Tipp Pop

Staubiger Auftakt einer neuen Austro-Vinylreihe

Lexikon, FALTER 50/10 vom 15.12.2010

Die erste Hälfte der 90er war eine gute Zeit für aufgeweckte junge Menschen und ihre elektronischen Kisten, und es war auch eine gute Zeit für zornige junge Menschen und ihre verzerrten Stromgitarren. Weniger gut waren diese Jahre für kunstsinnig-anarchische Dialektpopeigenbrötler, die weder die Dynamik von Attwenger noch die Breitenwirksamkeit eines Hubert von Goisern hatten. Aber kommt Zeit, kommt Wertschätzung. Als Auftakt zu "Early 7 Series", einer neuen Liebhaberreihe mit formschön gemachten österreichischen Vinylsingles, legt das in Wien ansässige Kleinlabel Early Morning Melody dieser Tage "Staub" neu auf, den vergessenen Austrodialektpopklassiker dieser Zeit.

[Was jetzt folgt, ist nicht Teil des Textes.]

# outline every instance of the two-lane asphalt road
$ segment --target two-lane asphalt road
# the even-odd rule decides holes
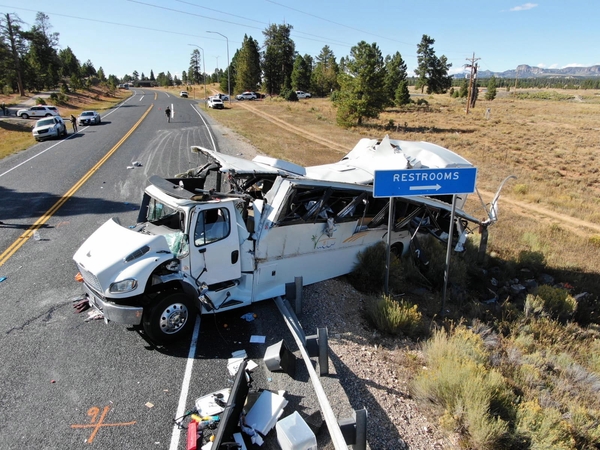
[[[228,387],[230,346],[256,325],[222,325],[243,311],[203,324],[205,344],[166,349],[73,308],[86,237],[112,216],[133,224],[150,175],[202,163],[191,145],[218,149],[201,108],[136,89],[102,124],[0,161],[0,448],[185,448],[177,411]]]

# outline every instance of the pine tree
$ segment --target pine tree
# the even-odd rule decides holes
[[[310,55],[296,56],[292,70],[292,89],[294,91],[310,91],[312,76],[312,58]]]
[[[258,42],[251,36],[244,35],[242,48],[236,52],[234,61],[235,90],[233,92],[257,90],[261,77]]]
[[[421,92],[427,87],[428,94],[442,94],[452,86],[452,77],[448,70],[452,64],[448,63],[445,56],[438,58],[433,50],[435,40],[423,35],[421,42],[417,45],[417,63],[415,75],[417,75],[416,88]]]
[[[286,25],[270,25],[263,34],[265,36],[265,52],[263,57],[263,77],[267,92],[279,94],[283,88],[291,88],[292,70],[296,55],[296,45],[290,37],[293,27]]]
[[[340,74],[336,96],[337,122],[342,126],[361,125],[365,118],[377,118],[388,99],[385,92],[385,64],[377,44],[361,41],[352,47]]]
[[[397,104],[398,106],[408,103],[410,101],[409,98],[405,98],[405,94],[408,93],[408,85],[406,83],[406,63],[402,59],[400,52],[396,52],[394,56],[386,56],[385,57],[385,93],[388,98],[387,106],[392,106]],[[404,87],[406,88],[406,93],[401,92],[400,100],[405,103],[397,103],[396,101],[396,93],[400,85],[404,83]]]
[[[486,100],[494,100],[496,98],[496,77],[492,76],[487,83],[487,92],[485,93]]]
[[[317,64],[311,77],[311,92],[316,96],[324,97],[339,89],[337,82],[339,66],[335,61],[335,55],[327,45],[321,49],[316,60]]]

Entstanden ist diese gleichermaßen tiefphilosophische wie komische Reflexion des alltäglichen Trotts 1992, die steirisch-wienerische Band Scheffenbichler hat ewiggültige Zeilen wie "Und so vüs d' a wischt und putzt, du kummst nur d'rauf dass des ois nix nutzt" damals noch Jahre vorm Alternative-Country-Boom mit verhatschten Austro-Americana-Klängen kombiniert. Die B-Seite der neuen Single enthält zwei Lieder; die beiden ehemaligen Scheffenbichler-Musiker Norbert Trummer und Klaus Tschabitzer alias Der Schwimmer teilen sie sich mit aktuellen Aufnahmen, die nach wie vor österreichischen Nischendialektpop ohne jegliches Folklore- oder Austropopklischee bieten.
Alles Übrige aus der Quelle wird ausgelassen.